Samidoun also participated in the April 15 economic blockade events, and shared a poster with WOL, one of the main actors in the New York City protests, advertising mass November 4 protests. Samidoun also joined Palestinian Youth Movement, another major player in the Post-October 7 protests, at an April 21 Toronto rally in which they displayed a banner declaring "long live the resistance" with the Samidoun logo and a rifle. On September 23, Samidoun cosponsored a Vancouver anti-Israel event with BDS Canada and ILPS.

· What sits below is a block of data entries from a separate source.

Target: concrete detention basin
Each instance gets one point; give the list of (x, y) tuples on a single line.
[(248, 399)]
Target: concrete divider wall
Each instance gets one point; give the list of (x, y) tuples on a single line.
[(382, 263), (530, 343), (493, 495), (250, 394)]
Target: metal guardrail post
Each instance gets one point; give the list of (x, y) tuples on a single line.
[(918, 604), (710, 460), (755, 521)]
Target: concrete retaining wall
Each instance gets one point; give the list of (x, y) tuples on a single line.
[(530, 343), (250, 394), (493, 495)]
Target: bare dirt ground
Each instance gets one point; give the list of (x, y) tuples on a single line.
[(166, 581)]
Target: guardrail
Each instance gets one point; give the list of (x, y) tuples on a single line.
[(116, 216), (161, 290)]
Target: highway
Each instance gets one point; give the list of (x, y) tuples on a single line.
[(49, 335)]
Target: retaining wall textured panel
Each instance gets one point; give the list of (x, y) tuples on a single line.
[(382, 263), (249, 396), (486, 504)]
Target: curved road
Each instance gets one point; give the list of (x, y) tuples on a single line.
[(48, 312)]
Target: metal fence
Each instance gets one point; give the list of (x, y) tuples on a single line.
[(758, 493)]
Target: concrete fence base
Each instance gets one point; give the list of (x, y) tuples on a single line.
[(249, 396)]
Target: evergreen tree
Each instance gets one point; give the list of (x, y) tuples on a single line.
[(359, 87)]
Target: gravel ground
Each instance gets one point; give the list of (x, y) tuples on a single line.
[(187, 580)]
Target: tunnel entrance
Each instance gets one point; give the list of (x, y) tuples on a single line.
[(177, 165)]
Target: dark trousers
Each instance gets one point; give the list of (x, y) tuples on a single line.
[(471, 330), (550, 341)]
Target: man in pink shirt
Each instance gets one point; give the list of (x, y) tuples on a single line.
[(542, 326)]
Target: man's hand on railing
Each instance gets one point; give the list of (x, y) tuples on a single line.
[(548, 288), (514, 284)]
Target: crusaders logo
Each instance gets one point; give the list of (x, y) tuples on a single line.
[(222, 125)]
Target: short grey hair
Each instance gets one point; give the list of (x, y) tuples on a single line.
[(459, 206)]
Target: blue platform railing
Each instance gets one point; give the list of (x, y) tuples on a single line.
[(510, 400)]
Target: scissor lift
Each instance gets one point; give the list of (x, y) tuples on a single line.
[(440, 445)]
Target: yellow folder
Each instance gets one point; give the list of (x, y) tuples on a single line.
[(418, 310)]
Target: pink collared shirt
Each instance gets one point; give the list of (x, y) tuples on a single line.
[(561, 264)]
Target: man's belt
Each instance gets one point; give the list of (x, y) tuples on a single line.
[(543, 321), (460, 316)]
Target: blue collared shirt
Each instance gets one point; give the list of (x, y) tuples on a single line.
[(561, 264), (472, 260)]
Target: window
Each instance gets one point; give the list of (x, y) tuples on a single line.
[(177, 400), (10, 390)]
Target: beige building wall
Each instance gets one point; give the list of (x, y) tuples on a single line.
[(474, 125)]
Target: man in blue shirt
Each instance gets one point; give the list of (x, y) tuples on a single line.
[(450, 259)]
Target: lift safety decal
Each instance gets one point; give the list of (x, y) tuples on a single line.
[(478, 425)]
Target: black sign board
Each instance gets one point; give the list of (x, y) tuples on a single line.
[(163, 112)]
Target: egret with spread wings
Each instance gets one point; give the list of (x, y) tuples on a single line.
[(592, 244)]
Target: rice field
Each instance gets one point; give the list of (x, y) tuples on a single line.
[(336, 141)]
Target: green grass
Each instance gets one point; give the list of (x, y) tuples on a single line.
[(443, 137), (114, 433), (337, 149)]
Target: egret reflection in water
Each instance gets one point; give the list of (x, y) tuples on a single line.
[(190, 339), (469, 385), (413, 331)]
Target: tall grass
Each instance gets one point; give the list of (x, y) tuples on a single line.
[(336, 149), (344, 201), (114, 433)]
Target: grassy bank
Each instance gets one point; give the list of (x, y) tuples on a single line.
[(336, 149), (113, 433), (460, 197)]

The organization also holds organizes its own protest events. Kates was arrested and may be charged for a Vancouver April 26 rally speech in which she led a chant proclaiming "Long live October 7." Echoing previous statements, she urged for the removal of PFLP and other Palestinian groups from Canada's list of terrorist entities, and called for protesters not to be ashamed of supporting such groups. Kates has been a keynote speaker at many of the recent anti-Israel protests in Canada, such as the April 5 Al-Quds Day rally in Toronto.
Policy makers and law enforcement should pay closer attention to the role that PFLP and its affiliates play in the protests and encampments, and students and citizens impacted by the protests should be educated about the group so that they can draw attention to its conduct in the same manner as they do with Hezbollah and Hamas.
Leon Kraiem and Ohad Merlin contributed to this report.